AMSTERDAM — A Pro-Israel organisation has lodged a criminal complaint against the Arab European League (AEL) for allegedly anti-Semitic cartoons on its Dutch website.
The Hague-based Centre Information and Documentation on Israel (CIDI) contacted the public prosecutor’s office on Sunday after the cartoons appeared on AEL.nl.
CIDI said one of the cartoons – since removed – depicted Adolf Hitler sharing a bed with Anne Frank, author of the world-famous diaries about her Jewish family hiding in Amsterdam from the Holocaust. A second cartoon showed a person doubting the Holocaust actually took place.

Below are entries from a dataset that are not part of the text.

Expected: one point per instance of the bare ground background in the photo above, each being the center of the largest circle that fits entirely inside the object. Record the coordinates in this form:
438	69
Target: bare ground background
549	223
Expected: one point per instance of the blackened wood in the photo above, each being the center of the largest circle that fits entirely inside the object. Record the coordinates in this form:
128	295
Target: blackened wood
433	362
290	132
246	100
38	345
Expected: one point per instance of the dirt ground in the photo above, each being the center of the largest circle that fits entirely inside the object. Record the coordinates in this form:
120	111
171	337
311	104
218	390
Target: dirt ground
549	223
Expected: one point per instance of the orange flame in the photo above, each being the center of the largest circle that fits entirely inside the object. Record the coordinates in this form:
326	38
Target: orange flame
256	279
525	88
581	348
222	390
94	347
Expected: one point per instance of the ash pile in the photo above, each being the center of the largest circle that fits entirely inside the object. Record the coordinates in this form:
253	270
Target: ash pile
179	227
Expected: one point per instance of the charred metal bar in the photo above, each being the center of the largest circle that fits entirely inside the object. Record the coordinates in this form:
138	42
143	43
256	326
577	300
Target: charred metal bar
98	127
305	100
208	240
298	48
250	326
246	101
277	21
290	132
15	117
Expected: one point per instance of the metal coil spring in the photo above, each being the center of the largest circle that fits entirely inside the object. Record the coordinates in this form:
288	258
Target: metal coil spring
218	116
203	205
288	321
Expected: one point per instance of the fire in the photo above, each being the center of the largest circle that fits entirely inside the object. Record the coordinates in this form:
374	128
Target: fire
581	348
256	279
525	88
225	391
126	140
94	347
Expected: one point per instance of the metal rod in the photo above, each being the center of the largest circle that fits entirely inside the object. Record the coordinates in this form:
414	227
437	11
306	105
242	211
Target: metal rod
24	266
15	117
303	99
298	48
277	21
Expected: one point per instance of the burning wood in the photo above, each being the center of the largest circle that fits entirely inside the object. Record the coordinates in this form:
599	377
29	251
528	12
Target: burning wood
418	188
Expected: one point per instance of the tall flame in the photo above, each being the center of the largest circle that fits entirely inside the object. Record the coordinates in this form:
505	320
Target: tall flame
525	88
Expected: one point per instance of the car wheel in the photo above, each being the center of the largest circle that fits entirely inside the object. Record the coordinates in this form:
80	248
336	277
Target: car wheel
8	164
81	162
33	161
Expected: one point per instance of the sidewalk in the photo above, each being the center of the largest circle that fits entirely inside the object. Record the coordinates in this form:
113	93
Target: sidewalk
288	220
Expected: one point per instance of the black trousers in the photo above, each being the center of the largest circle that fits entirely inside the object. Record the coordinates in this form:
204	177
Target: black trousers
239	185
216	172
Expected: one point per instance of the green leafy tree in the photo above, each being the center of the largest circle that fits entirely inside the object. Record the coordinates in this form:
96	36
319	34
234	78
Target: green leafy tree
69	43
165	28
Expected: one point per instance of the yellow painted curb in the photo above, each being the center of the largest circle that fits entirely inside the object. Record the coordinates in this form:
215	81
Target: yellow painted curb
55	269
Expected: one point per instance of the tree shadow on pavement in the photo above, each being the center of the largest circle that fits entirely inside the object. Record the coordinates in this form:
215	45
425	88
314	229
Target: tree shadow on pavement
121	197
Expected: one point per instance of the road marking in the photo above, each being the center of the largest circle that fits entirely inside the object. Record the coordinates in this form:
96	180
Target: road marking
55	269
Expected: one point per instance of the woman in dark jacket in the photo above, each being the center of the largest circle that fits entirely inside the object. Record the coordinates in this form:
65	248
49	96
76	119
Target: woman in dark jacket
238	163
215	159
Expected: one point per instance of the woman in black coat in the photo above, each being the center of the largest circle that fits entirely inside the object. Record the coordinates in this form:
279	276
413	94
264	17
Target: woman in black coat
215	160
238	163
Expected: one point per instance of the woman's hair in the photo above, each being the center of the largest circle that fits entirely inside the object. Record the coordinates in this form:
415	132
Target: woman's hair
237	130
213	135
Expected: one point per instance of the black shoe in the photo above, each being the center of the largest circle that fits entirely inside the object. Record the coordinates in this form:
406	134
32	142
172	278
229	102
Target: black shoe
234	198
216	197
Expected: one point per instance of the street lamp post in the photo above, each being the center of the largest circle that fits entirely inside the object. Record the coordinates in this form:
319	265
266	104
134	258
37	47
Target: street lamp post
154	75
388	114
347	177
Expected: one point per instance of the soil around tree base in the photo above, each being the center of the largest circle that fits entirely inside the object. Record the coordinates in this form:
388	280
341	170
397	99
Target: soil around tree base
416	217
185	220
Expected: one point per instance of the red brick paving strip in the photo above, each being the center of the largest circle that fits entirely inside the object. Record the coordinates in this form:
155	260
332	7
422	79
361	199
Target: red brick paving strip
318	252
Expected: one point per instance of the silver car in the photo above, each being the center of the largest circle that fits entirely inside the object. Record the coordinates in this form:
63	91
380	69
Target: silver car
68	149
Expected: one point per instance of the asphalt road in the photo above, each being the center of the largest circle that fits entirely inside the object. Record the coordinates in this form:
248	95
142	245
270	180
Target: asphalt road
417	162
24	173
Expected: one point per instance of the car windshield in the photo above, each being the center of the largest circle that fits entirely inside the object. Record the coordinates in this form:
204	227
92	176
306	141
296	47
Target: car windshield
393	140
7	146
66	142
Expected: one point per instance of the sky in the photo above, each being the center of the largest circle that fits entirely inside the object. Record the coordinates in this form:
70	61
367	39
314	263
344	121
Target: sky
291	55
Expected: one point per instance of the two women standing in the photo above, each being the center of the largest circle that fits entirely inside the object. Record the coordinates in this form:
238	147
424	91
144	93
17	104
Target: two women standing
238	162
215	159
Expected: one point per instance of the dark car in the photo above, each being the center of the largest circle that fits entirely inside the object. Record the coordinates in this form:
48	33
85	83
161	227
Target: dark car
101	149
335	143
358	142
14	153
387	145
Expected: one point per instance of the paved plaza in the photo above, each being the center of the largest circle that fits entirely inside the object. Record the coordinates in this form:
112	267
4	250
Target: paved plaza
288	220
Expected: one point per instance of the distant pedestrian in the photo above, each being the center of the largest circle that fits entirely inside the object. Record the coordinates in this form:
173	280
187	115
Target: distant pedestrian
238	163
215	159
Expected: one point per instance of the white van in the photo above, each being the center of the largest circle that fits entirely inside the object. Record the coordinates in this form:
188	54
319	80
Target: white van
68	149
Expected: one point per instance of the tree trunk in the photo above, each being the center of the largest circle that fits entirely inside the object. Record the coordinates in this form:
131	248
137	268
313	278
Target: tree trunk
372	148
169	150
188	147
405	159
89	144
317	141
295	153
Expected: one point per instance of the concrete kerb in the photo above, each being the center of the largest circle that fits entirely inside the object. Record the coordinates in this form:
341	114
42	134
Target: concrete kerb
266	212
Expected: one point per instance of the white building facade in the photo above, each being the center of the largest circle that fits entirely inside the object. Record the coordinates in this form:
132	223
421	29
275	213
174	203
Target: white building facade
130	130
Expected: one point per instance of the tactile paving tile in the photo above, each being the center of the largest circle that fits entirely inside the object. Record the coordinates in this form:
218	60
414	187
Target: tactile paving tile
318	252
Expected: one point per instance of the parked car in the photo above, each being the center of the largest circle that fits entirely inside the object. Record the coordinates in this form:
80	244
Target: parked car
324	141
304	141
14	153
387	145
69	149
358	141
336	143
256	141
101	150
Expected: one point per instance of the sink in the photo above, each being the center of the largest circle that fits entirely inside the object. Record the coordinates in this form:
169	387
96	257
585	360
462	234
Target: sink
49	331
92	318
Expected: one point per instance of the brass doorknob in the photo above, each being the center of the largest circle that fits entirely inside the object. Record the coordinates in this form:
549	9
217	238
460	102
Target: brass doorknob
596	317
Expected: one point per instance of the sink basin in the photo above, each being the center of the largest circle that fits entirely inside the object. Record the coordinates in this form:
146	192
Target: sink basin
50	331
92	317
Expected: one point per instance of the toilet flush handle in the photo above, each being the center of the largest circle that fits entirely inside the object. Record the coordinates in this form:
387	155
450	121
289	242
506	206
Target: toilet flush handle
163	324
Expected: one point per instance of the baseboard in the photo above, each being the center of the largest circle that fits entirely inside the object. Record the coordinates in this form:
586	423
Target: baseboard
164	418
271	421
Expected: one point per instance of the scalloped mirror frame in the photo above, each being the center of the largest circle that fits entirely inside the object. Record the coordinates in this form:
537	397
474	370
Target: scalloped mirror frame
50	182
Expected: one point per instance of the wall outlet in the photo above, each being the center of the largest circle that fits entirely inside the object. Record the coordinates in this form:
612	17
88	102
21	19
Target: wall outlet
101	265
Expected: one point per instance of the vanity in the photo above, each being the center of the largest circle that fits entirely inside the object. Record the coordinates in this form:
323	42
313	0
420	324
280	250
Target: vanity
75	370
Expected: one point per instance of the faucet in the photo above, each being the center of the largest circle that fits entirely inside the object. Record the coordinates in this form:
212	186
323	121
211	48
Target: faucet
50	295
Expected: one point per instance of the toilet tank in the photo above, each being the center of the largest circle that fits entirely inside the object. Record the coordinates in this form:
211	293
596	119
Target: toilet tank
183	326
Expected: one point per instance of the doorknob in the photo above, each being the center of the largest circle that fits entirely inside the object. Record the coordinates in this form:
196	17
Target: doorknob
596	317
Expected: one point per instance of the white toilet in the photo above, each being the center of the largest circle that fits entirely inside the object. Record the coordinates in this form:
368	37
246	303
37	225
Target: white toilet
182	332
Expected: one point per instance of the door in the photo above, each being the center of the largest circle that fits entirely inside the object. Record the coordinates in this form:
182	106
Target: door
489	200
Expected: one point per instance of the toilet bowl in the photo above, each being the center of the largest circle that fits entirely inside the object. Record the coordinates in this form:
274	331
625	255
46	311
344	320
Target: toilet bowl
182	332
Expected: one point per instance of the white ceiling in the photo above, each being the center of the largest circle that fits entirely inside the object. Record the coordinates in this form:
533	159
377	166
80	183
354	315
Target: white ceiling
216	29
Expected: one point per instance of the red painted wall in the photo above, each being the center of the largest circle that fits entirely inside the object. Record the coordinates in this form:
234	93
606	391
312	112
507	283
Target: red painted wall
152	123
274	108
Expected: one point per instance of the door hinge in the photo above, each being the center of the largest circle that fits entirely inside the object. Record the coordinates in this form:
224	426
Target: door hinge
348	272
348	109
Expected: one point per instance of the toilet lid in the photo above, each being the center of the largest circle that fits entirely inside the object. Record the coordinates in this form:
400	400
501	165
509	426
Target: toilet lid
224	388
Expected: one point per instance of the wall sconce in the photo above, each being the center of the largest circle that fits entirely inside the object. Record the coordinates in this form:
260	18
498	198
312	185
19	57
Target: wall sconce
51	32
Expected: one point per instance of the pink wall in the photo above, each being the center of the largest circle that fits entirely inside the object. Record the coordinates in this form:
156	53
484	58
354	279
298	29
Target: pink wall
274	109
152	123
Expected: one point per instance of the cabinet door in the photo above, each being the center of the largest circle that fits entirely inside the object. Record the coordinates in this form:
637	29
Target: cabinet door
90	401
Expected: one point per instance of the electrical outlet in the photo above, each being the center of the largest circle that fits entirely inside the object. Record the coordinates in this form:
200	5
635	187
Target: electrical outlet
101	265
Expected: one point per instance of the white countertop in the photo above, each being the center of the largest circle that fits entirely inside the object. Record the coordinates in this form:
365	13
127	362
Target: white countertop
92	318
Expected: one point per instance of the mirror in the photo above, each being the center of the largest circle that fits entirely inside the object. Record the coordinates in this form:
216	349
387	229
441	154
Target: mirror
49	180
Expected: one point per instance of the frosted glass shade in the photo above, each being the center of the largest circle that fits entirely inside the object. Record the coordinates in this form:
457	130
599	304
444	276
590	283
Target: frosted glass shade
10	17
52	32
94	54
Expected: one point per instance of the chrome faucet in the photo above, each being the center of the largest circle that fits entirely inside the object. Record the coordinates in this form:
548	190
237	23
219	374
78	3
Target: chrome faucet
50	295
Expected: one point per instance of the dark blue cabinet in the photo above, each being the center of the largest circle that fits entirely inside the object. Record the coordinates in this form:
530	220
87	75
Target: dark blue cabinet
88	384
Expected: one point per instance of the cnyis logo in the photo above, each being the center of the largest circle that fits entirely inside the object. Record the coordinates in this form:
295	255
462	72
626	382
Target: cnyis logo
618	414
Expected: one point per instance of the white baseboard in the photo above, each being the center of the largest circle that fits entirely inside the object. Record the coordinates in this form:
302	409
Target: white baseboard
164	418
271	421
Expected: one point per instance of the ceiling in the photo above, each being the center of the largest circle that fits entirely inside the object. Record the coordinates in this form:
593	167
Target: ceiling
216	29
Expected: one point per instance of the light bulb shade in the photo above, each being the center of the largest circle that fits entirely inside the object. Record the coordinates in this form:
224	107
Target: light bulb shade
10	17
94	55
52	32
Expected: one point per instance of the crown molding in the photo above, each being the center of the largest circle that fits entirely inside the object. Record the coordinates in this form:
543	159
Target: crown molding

The cartoons were a reaction to the 12 cartoons of the Prophet Mohammed that have caused offence to Muslims around the world. CIDI said earlier cases had established it can be a criminal offence to cast doubt on the Holocaust.
The cartoon of Hitler and Anne Frank on the AEL site is a “nightmare” for the thousands of Jewish victims of the Holocaust who are still alive, CIDI director Ronny Naftaniel said.
He said he wanted to use the criminal complaint to teach a “little lesson in democracy” to Dyab Abou Jahjah, the Lebanese-born founder of the AEL in Belgium.
He said the Dutch law was the correct medium to decide what is and what isn’t permissible. Acknowledging the AEL’s anger at the cartoons about the Prophet Mohammed, Naftaniel said this does not sanction using vulnerable victims of the war or incitement against the Jewish people as a whole as a means of expressing this frustration.